Most of the early electrical systems required multiple wires (Ronalds' system was an exception), but the system developed in the United States by Morse and Vail was a single-wire system. This was the system that first used the soon-to-become-ubiquitous Morse code.[24] By 1844, the Morse system connected Baltimore to Washington, and by 1861 the west coast of the continent was connected to the east coast.[27][28] The Cooke and Wheatstone telegraph, in a series of improvements, also ended up with a one-wire system, but still using their own code and needle displays.[25]
The electric telegraph quickly became a means of more general communication. The Morse system was officially adopted as the standard for continental European telegraphy in 1851 with a revised code, which later became the basis of International Morse Code.[29] However, Great Britain and the British Empire continued to use the Cooke and Wheatstone system, in some places as late as the 1930s.[25] Likewise, the United States continued to use American Morse code internally, requiring translation operators skilled in both codes for international messages.[29]
Another type of heliograph was the heliostat or heliotrope fitted with a Colomb shutter. The heliostat was essentially a surveying instrument with a fixed mirror and so could not transmit a code by itself. The term heliostat is sometimes used as a synonym for heliograph because of this origin. The Colomb shutter (Bolton and Colomb, 1862) was originally invented to enable the transmission of morse code by signal lamp between Royal Navy ships at sea.[34]

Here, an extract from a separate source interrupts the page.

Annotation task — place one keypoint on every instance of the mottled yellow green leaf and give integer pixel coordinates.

The heliograph was heavily used by Nelson A. Miles in Arizona and New Mexico after he took over command (1886) of the fight against Geronimo and other Apache bands in the Apache Wars. Miles had previously set up the first heliograph line in the US between Fort Keogh and Fort Custer in Montana. He used the heliograph to fill in vast, thinly populated areas that were not covered by the electric telegraph. Twenty-six stations covered an area 320 by 480 km (200 by 300 mi). In a test of the system, a message was relayed 640 km (400 mi) in four hours. Miles' enemies used smoke signals and flashes of sunlight from metal, but lacked a sophisticated telegraph code.[35] The heliograph was ideal for use in the American Southwest due to its clear air and mountainous terrain on which stations could be located. It was found necessary to lengthen the morse dash (which is much shorter in American Morse code than in the modern International Morse code) to aid differentiating from the morse dot.[34]

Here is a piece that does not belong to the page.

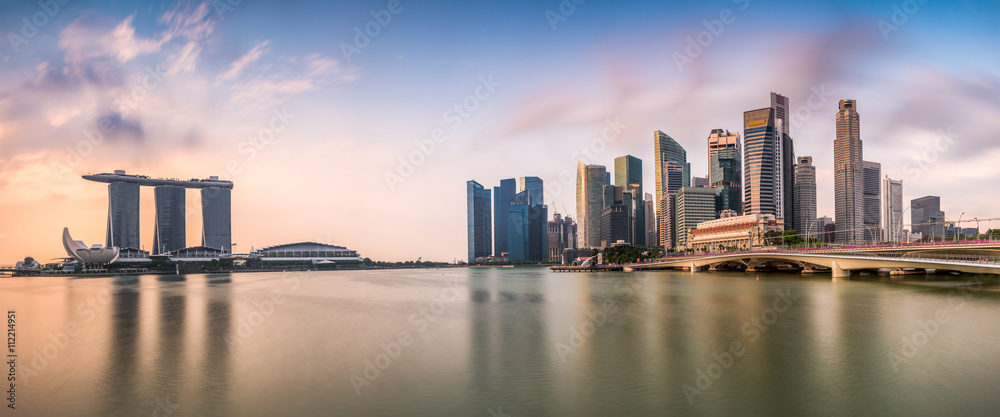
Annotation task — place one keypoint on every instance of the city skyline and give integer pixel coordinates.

A teleprinter is a telegraph machine that can send messages from a typewriter-like keyboard and print incoming messages in readable text with no need for the operators to be trained in the telegraph code used on the line. It developed from various earlier printing telegraphs and resulted in improved transmission speeds.[36] The Morse telegraph (1837) was originally conceived as a system marking indentations on paper tape. A chemical telegraph making blue marks improved the speed of recording (Bain, 1846), but was delayed by a patent challenge from Morse. The first true printing telegraph (that is printing in plain text) used a spinning wheel of types in the manner of a daisy wheel printer (House, 1846, improved by Hughes, 1855). The system was adopted by Western Union.[37]